Certaines tensions économiques ou sociales sont palpables entre certains de ces pays et l’Afghanistan : l’acheminement du courant électrique se fait parfois diffi­cilement dans le Nord du pays, en provenance d’Ouzbékistan, de même que des tracasseries administratives frappent le transit de marchandises destinées à l’Afgha­nistan. Des milliers d’Afghans qui se trouvent encore de l’autre côté de la frontière se heurtent – comme au Pakistan et en Iran – à des difficultés de résidence, de travail et de scolarisation de leurs enfants. Certains sont expulsés sans ménagement et sans respect des procédures en vigueur.

Il n’empêche que tous ces pays proches historiquement et culturellement ont des intérêts communs majeurs, et se trouvent face aux grands défis du XXIe siècle. L’entente cordiale entre eux devra continuer et se renforcer. Les luttes contre le terrorisme et l’extrémisme, contre des tentations séparatistes ou de domination ré­gionale, contre la corruption généralisée, la drogue et la mafia, et surtout contre l’insécurité grandissante font partie de ces défis qu’il faut mener à bien dans les an­nées et décennies à venir, avec, si possible, la coopération des grandes puissances[13].

 

[1]Pour plus d’informations et commentaires sur les événements récents du Kirghizistan, voir notamment Le Monde des 15, 16, 21-22, 23 et 27-28 juin 2010.

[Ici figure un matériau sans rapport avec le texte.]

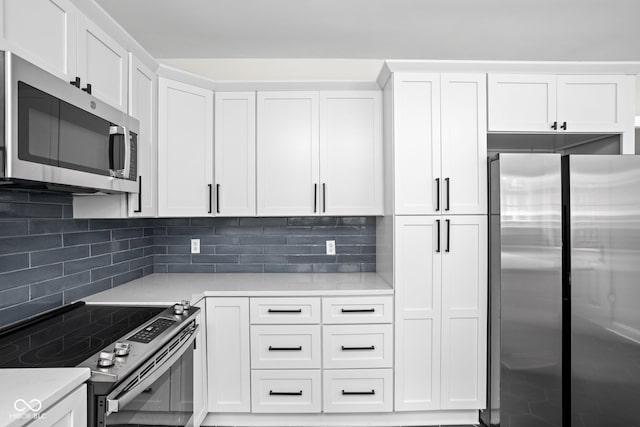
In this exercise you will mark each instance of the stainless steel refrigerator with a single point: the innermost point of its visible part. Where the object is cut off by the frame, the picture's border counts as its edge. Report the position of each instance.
(565, 291)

[2]Le plus avancé d’entre eux est le Kazakhstan, aujourd’hui largement convoité par des investisseurs étrangers, ibid., 7 juillet 2010.

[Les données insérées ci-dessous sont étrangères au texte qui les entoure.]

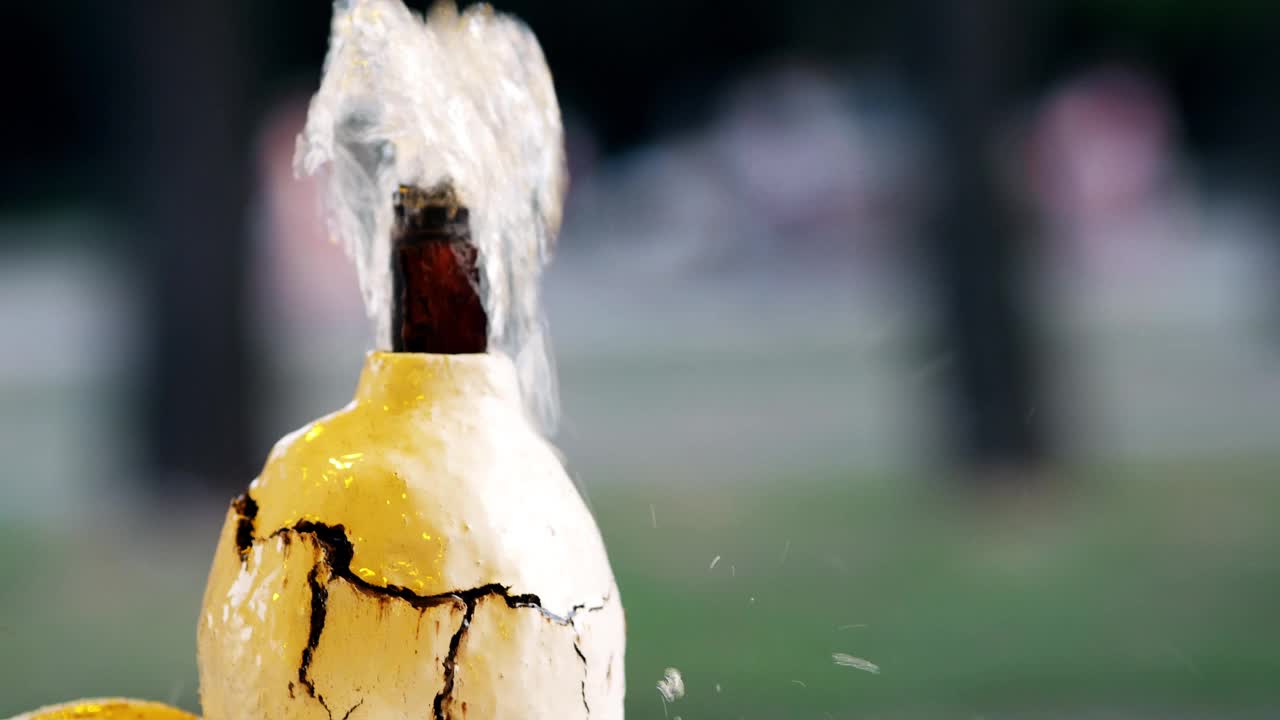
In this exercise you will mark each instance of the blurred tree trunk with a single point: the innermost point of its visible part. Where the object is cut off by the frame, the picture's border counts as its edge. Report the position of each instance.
(192, 151)
(970, 54)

[3]Comme les violences interethniques entre les Kirghizs et la minorité ouzbèk qui viennent d’embraser le Kirghizistan. Ibid.

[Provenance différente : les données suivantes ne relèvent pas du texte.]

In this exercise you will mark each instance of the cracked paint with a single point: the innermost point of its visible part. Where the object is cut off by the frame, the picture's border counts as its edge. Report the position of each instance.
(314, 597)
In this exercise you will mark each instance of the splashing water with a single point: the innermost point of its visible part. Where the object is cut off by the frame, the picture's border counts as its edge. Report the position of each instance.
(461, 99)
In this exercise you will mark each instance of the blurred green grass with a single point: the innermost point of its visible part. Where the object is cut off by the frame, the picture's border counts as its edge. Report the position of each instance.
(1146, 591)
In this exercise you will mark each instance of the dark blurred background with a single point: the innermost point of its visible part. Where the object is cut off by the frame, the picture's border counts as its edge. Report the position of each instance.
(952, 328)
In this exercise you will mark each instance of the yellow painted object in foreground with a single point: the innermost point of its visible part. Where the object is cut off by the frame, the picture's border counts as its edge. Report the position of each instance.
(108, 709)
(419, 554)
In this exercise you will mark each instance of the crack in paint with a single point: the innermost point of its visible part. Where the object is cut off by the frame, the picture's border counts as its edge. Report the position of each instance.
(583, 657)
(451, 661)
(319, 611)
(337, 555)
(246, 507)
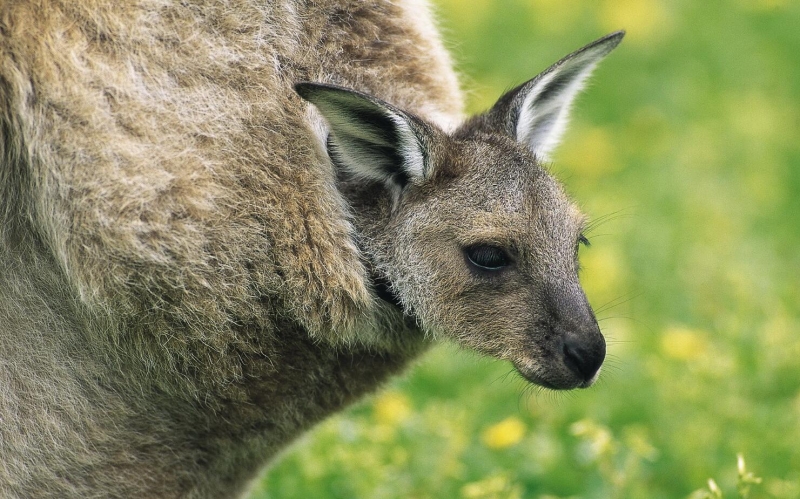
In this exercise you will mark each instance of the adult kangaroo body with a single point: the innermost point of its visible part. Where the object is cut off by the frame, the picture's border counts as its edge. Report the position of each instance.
(196, 264)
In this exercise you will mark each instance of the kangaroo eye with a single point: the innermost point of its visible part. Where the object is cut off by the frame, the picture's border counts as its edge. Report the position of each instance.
(487, 257)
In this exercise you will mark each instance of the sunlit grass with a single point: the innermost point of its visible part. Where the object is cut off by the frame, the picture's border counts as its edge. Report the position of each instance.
(686, 148)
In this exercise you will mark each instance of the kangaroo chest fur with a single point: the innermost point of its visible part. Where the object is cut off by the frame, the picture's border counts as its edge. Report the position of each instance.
(180, 272)
(223, 220)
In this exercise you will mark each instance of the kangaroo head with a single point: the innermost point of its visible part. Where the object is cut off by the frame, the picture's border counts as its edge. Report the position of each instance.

[4]Il faut savoir par exemple qu’au Kazakhstan les Russes constituent plus de 40 % de la population totale.

[5]Le premier convoi important d’approvisionnement de l’OTAN, composé de 27 containers de matériaux de construction et de produits alimentaires expédiés de Belgique, a atteint l’Afghanistan le 9 juin 2010.

[6]Selon le directeur du Service russe de contrôle de drogue, la Russie à son tour formera 300 policiers antidrogue afghans en 2010, soit dix fois plus que durant la période précédente.

[7]Provinces autonomes.

[8]On sait aussi que beaucoup d’édifices religieux et de vestiges historiques dans la région sont détruits sur ordre de Staline. On assiste à leur restauration et leur réhabilitation depuis 1992.

[9]Luttant pour l’indépendance totale de son pays contre les Anglais, le roi Amanullah se rapproche d’abord de Lénine en reconnaissant l’URSS, tout en exigeant de celui-ci et de Staline le respect du droit des peuples à disposer d’eux-mêmes, inscrit dans la Constitution soviétique, à l’égard des peuples d’Asie centrale, comme il le fera plus tard en faveur des Indiens contre l’Empire britannique. Faute de réponse, il n’hésite pas à apporter son modeste soutien politique et militaire à l’émir de Boukhara, mais sans succès bien entendu.

[10]Par exemple, la base arrière de lutte du commandant Massoud contre le régime des talibans (1996-2001) se trouve précisément au Tadjikistan.

[11]L’achat de produits pétroliers constitue une part importante des importations afghanes de la région.

[12]Comme l’annonce faite en mai 2010, d’abord par la presse américaine et ensuite par les autorités afghanes, de l’existence en Afghanistan d’énormes gisements miniers non encore exploités, d’une valeur estimée à plus de 3 000 milliards de dollars.

[13]Les opérations militaires difficiles de l’OTAN et de l’ISAF d’un côté, et les propositions de dialogue et de réconciliation de l’autre ne doivent pas faire perdre de vue la nécessité de soutenir, dans la région, des régimes politiques modérés et tolérants en phase avec les aspirations profondes des populations et leur développement politique, économique et social.